Free-TV war einmal. Die „Privaten“ schöpfen an immer mehr Stellen das Geld von den Zuschauern ab. Die erste große Hemmschwelle wurde mit der Einführung von HD-plus überwunden. HD-plus kostet pro Monat 5 Euro. Zudem ist ein HD-fähiger Reciever notwendig. Nun kommt der mobile Empfangsweg mit circa 2 Euro pro Monat hinzu. Die „Privaten“ sind mit diesen unterschiedlichen Gebühren auf dem besten Weg zur Monatspauschale der Öffentlich-Rechtlichen (ab 2015: 17,50 Euro).
Wieso das Live-TV nicht kostenfrei zu empfangen ist, dafür haben P7S1 und RTL durchaus kreative Antworten.

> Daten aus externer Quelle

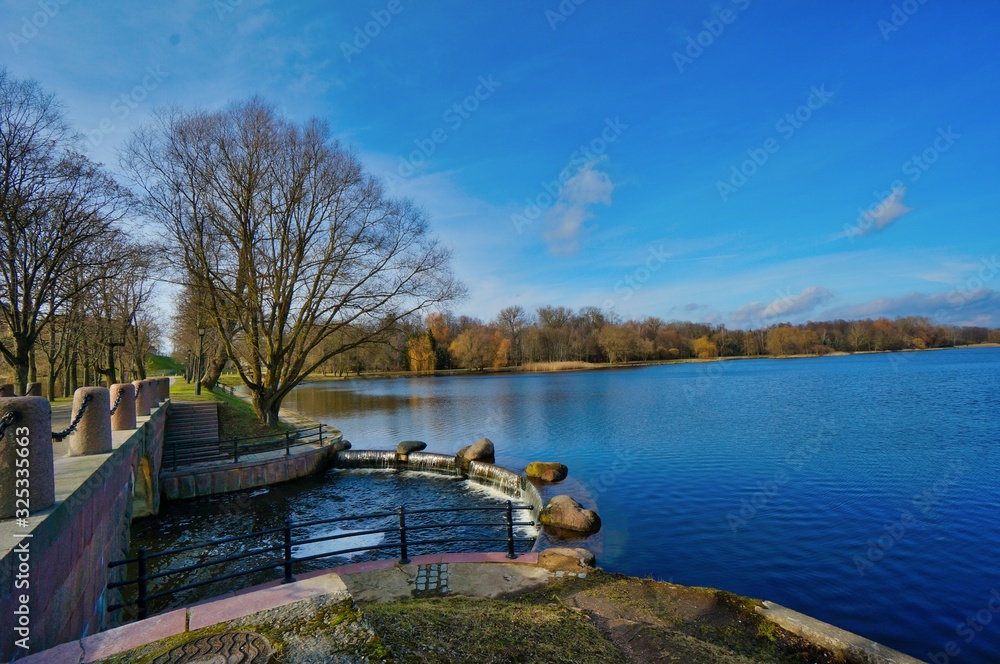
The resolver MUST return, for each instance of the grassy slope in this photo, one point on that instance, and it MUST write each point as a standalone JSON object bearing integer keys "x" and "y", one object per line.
{"x": 236, "y": 416}
{"x": 162, "y": 365}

Bei 7TV: „Die Bereitstellung und das Streaming der TV Signale auf mobilen Endgeräten ist leider aufwendig.“
Bei RTL NOW: „Die RTL NOW App enthält dafür nun zusätzlich viele neue Funktionalitäten: [..]“
HD-plus ist eine normale Weiterentwicklung der Fernsehtechnik. Dennoch verkaufen die „Privaten“ diese Technik für teures Geld. Und seit jeher sorgen die Fernsehanstalten für eine möglichst flächendeckende Versorgung per Satellit, Kabel und Funkantenne. Jeder Übertragungsweg kostet Geld, aber den Sendern ist eine möglichst flächendeckende Verbreitung wichtig. Ihr Fernsehprogramm wird schlussendlich über Werbung finanziert. Je mehr Personen ein Programm sehen (können), desto höher können die Werbegelder angelegt werden.
Der relativ einfache Verbreitungsweg über das Internet soll jedoch – von den Kosten betrachtet – aufwendig und damit teuer sein. Wieso? Für den Weg durch das Internet zahlen die „Privaten“ nichts, für die Empfangsgeräte ebenso nichts. Sie müssen nur einen Server mit genügend Kapazität ins Land stellen. Da es aber offensichtlich genügend Idioten gibt, welche bereitwillig für das Werbefernsehen auch noch zusätzlich Geld bezahlen, funktioniert der Nepp mit der App-Gebühr.
Das Privatfernsehen wurde am 1. Januar 1984 mit dem ersten regulären Sendebetrieb gestartet. Seit jeher finanziert sich das Privatfernsehen über Werbung. Diese Definition war seit jeher geläufig. Doch nun gilt sie nur noch eingeschränkt. Privatfernsehen heißt immer mehr: Zahlen fürs Werbefernsehen. In etlichen Jahren wird man die „Privaten“ nur noch hinter einer Bezahlschranke sehen können. Ob es dann immer noch die Werbung inklusive geben wird? Ganz sicher!